LinkedIn Outreach Lines Template
Write personalized LinkedIn connection notes and InMail openers in bulk with Google Sheets AI. =GPT() formulas that stay under 300 characters. Free template.
Personalization at merge-field level (“Hi {first_name}!”) fools no one. This template writes an individual first line per prospect from their actual headline, company and recent activity — 500 rows at a time.
Layout
| Column | Content | Formula |
|---|---|---|
| A | First name | — |
| B | Headline / title | — |
| C | Company | — |
| D | Hook (recent post, news, shared ground) | — |
| E | Connection note | see below |
| F | Length check | =LEN(E2) |
The formulas
Connection note (LinkedIn caps these at 300 characters), in E2:
=GPT("Write a LinkedIn connection note. Max 280 characters. Casual, specific, no flattery, no pitch, one reference to the hook. Sign off without a name.", "Name: "&A2&". Role: "&B2&" at "&C2&". Hook: "&D2)

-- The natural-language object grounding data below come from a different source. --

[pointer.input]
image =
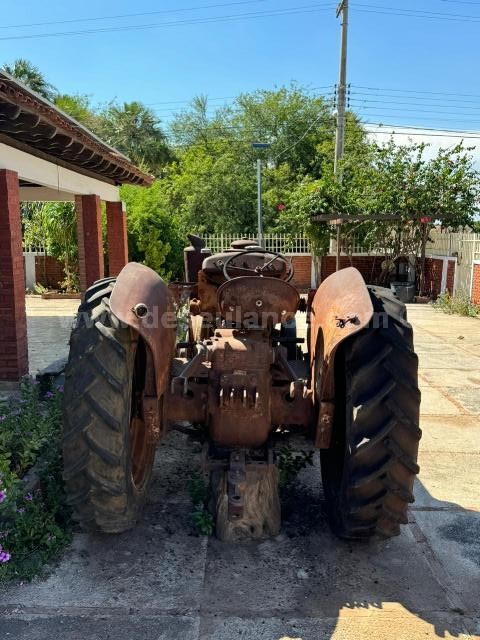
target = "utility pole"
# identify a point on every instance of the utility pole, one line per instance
(341, 102)
(259, 202)
(259, 145)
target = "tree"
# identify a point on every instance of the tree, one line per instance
(79, 107)
(134, 130)
(54, 225)
(31, 76)
(154, 237)
(214, 178)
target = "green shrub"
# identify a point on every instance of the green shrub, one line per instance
(459, 304)
(33, 526)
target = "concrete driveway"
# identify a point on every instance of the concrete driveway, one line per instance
(162, 582)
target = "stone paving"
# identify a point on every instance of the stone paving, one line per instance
(49, 323)
(162, 582)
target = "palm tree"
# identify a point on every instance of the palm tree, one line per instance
(32, 77)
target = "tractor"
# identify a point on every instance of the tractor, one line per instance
(218, 356)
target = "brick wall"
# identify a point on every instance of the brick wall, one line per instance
(117, 243)
(48, 271)
(90, 243)
(13, 320)
(476, 283)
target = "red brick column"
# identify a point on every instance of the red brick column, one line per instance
(13, 318)
(90, 244)
(116, 238)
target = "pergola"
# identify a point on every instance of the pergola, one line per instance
(46, 155)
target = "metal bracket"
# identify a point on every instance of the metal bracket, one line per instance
(342, 322)
(236, 484)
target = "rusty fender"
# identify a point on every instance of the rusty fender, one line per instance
(141, 300)
(341, 307)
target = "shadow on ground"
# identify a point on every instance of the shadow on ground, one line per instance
(160, 581)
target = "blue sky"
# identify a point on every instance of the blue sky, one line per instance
(174, 63)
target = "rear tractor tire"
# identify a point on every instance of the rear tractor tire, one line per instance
(108, 457)
(369, 470)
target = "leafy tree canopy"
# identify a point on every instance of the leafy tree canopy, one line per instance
(32, 77)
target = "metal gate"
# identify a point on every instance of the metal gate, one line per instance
(468, 251)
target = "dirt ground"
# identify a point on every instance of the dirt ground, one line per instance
(162, 582)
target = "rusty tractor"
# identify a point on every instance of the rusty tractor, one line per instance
(219, 357)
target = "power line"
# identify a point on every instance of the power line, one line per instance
(437, 93)
(310, 8)
(414, 13)
(130, 15)
(400, 115)
(415, 110)
(452, 102)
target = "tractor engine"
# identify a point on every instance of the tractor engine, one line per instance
(241, 357)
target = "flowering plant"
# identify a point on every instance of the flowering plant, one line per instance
(34, 524)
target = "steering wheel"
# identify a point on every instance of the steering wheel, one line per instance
(258, 271)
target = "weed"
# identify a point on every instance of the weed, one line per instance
(34, 526)
(202, 518)
(459, 304)
(290, 464)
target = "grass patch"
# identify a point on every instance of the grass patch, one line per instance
(201, 517)
(459, 304)
(34, 526)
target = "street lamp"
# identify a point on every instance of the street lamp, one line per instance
(259, 145)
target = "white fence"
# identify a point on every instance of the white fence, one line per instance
(29, 255)
(276, 242)
(463, 246)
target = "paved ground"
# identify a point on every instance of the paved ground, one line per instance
(162, 582)
(48, 325)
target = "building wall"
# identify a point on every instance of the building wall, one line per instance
(476, 282)
(303, 271)
(48, 271)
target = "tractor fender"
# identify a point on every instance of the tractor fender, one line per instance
(141, 300)
(340, 308)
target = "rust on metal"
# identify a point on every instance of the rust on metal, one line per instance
(341, 307)
(236, 484)
(250, 300)
(152, 414)
(138, 285)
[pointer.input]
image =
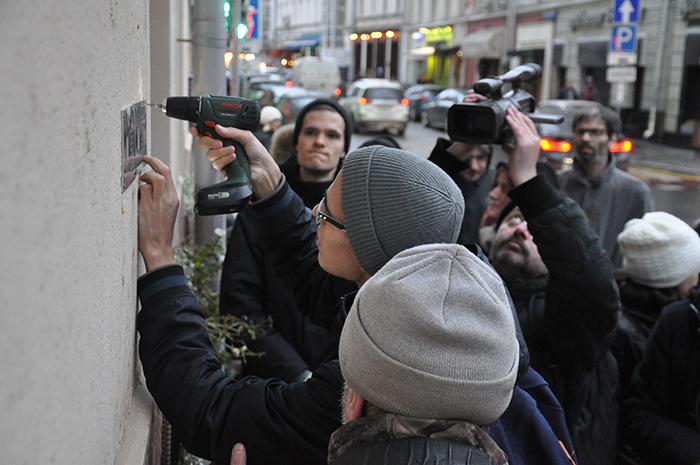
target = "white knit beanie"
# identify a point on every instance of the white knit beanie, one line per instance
(393, 200)
(431, 336)
(659, 250)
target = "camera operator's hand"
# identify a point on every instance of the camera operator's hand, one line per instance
(265, 175)
(524, 154)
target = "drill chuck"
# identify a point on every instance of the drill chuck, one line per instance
(184, 108)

InMail opener — first two sentences only, the rest stays human:
=GPT("Write the first two sentences of an InMail. Reference the hook naturally, then bridge to why I'm reaching out about "&$H$1&". No 'I hope this finds you well'.", "Name: "&A2&". Role: "&B2&" at "&C2&". Hook: "&D2)
Put your one-line value proposition in H1 so you can rewrite the whole batch’s angle by editing a single cell.
Variations
- No hook available? Derive one:
=PERPLEXITY("One recent notable fact about "&C2&", one line")fills column D when all you have is the company. - Follow-up line — “Write a 1-sentence follow-up referencing my earlier note, no guilt-tripping” keeps sequences consistent with the opener.
- Tone control — append “Tone: peer-to-peer, slightly dry” or whatever matches your voice; test on 10 rows before running 500.
Get started
- Install GPT for Sheets from the Google Workspace Marketplace (free tier included, no API keys needed).
- Fill columns A–D from your prospect list and paste the formulas.
- Drag the formulas down your rows, then use Replace all GPT formulas with results in the sidebar.
Related guides: LinkedIn connection message tips, extract emails from LinkedIn.
FAQ
Does this scrape LinkedIn profiles for me?
No — you bring the profile data (name, headline, company, a recent post or bio line) from your own prospecting export. The template turns that data into personalized lines. Respect LinkedIn’s terms and applicable privacy laws for your data source.
Will 500 notes all sound the same?
Each row sends its own prospect data to the model, so every note is generated individually from that person’s details. The fastest way to kill sameness is feeding a specific hook per row — a post, a career move, a shared interest — not a fancier prompt.
How do I keep connection notes under LinkedIn’s limit?
Put the constraint in the prompt — “maximum 280 characters” — and verify with =LEN() in the next column. Regenerate the few that run over.